Most people are not on the extreme right and most people do not relate to its problematic world of conspiracies and fears. Most people sense that neither a nation nor a religion can continue on grounds that refuse the common good. But identifying solutions against the extreme right and putting solutions into practice is both difficult and challenging. There is little doubt that supporting public education is one solution because it enables a nation to develop a common sense. Education is about establishing a common ground on which a nation can grow. Private education is oxymoronic because it risks being ideological. Private education weakens the public conversation. If we want to move to an anti-racist society, for example, we need to work together, and the foundation of working together is public education.

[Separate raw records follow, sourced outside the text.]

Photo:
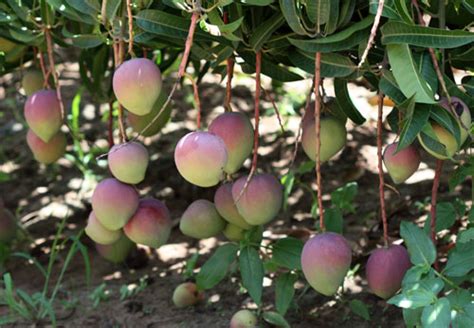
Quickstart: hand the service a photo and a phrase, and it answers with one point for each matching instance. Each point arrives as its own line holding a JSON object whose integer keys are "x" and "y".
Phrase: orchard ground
{"x": 42, "y": 196}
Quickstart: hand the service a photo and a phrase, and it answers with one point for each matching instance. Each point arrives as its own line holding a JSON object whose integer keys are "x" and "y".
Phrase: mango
{"x": 325, "y": 260}
{"x": 200, "y": 158}
{"x": 150, "y": 225}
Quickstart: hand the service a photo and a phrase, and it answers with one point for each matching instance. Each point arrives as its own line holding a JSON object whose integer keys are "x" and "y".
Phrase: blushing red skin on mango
{"x": 244, "y": 319}
{"x": 333, "y": 138}
{"x": 325, "y": 260}
{"x": 114, "y": 203}
{"x": 186, "y": 294}
{"x": 46, "y": 152}
{"x": 43, "y": 114}
{"x": 236, "y": 131}
{"x": 385, "y": 270}
{"x": 261, "y": 201}
{"x": 201, "y": 220}
{"x": 138, "y": 123}
{"x": 137, "y": 85}
{"x": 200, "y": 158}
{"x": 8, "y": 225}
{"x": 128, "y": 162}
{"x": 226, "y": 207}
{"x": 32, "y": 81}
{"x": 401, "y": 165}
{"x": 150, "y": 225}
{"x": 118, "y": 251}
{"x": 98, "y": 233}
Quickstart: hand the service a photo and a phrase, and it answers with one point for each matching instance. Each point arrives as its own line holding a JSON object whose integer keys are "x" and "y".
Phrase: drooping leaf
{"x": 345, "y": 103}
{"x": 287, "y": 253}
{"x": 460, "y": 261}
{"x": 215, "y": 269}
{"x": 343, "y": 40}
{"x": 360, "y": 308}
{"x": 420, "y": 246}
{"x": 437, "y": 315}
{"x": 284, "y": 291}
{"x": 407, "y": 74}
{"x": 251, "y": 271}
{"x": 332, "y": 64}
{"x": 398, "y": 32}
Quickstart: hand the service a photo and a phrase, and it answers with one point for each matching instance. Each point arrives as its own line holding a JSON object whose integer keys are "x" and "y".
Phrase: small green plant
{"x": 41, "y": 305}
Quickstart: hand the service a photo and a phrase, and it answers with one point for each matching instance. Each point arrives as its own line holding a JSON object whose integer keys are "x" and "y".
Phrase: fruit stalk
{"x": 130, "y": 27}
{"x": 373, "y": 32}
{"x": 49, "y": 46}
{"x": 230, "y": 74}
{"x": 43, "y": 70}
{"x": 383, "y": 212}
{"x": 434, "y": 196}
{"x": 277, "y": 112}
{"x": 317, "y": 119}
{"x": 182, "y": 68}
{"x": 197, "y": 101}
{"x": 258, "y": 61}
{"x": 118, "y": 58}
{"x": 111, "y": 125}
{"x": 434, "y": 59}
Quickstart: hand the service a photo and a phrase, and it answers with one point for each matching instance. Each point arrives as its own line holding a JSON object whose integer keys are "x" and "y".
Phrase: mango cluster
{"x": 119, "y": 218}
{"x": 203, "y": 158}
{"x": 43, "y": 115}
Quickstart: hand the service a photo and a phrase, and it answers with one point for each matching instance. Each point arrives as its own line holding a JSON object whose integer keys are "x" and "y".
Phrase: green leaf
{"x": 111, "y": 9}
{"x": 362, "y": 310}
{"x": 466, "y": 236}
{"x": 345, "y": 103}
{"x": 412, "y": 317}
{"x": 346, "y": 39}
{"x": 446, "y": 120}
{"x": 269, "y": 68}
{"x": 289, "y": 11}
{"x": 413, "y": 299}
{"x": 389, "y": 87}
{"x": 287, "y": 253}
{"x": 388, "y": 11}
{"x": 284, "y": 291}
{"x": 446, "y": 215}
{"x": 88, "y": 7}
{"x": 276, "y": 319}
{"x": 420, "y": 246}
{"x": 460, "y": 262}
{"x": 263, "y": 32}
{"x": 437, "y": 315}
{"x": 288, "y": 181}
{"x": 343, "y": 197}
{"x": 332, "y": 64}
{"x": 334, "y": 220}
{"x": 407, "y": 74}
{"x": 318, "y": 11}
{"x": 215, "y": 269}
{"x": 168, "y": 25}
{"x": 251, "y": 271}
{"x": 429, "y": 37}
{"x": 414, "y": 120}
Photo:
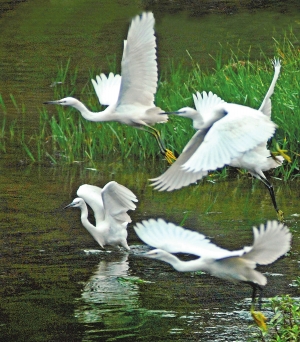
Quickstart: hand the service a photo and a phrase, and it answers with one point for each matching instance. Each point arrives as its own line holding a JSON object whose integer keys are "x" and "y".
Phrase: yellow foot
{"x": 259, "y": 319}
{"x": 282, "y": 153}
{"x": 280, "y": 215}
{"x": 169, "y": 156}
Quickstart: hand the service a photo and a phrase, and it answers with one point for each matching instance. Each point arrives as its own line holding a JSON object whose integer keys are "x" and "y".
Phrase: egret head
{"x": 156, "y": 254}
{"x": 67, "y": 101}
{"x": 77, "y": 203}
{"x": 186, "y": 112}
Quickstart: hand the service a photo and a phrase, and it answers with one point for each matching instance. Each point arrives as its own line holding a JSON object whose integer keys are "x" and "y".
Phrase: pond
{"x": 54, "y": 285}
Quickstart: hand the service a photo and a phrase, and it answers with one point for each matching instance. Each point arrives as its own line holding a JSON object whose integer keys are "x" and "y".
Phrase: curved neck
{"x": 84, "y": 219}
{"x": 184, "y": 266}
{"x": 94, "y": 116}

Beyond education, the common good includes the quality of human spirituality. The tragedy of human spirituality is how it becomes mixed up in religious bigotry, but spirituality has never meant religion. If we look at the word “spirit” in its radical sense, it relates to the ancient idea of the soul. Spirituality is the quality that not only gives breath (spiritus) but also gives order (animus). Ancient people generally understood that the soul is the energy of breath mixed with order. It was not a mysteriously hidden, possibly superstitious, reality like today. The soul was a combination of animation (movement motivated by want or desire) and recognition (understanding what is worth wanting or desiring). It was something like mind or sometimes heart. To ancients, the question about the soul concerned to what end is one motivated. In the Christian New Testament, wrong motivation is sin (amartia or missing the mark). Human spirituality, as much as education, is a common good because it concerns the debate about proper motivation (that is, proper aim or goal). To be spiritual is not to be mystical; it is to be centered on what matters in the present. To be sure mysticism can help us center, but not everyone is a mystic. However, everyone is a motivated person. What motivates us is a spiritual question, and the actual religious answer is the common good. Very often the biblical word for common good is splagchnizomai in Greek and rachamim in Hebrew. We translate these words as compassion.1 To be a person of spirituality, to be a person of compassion, requires being awake to the common good.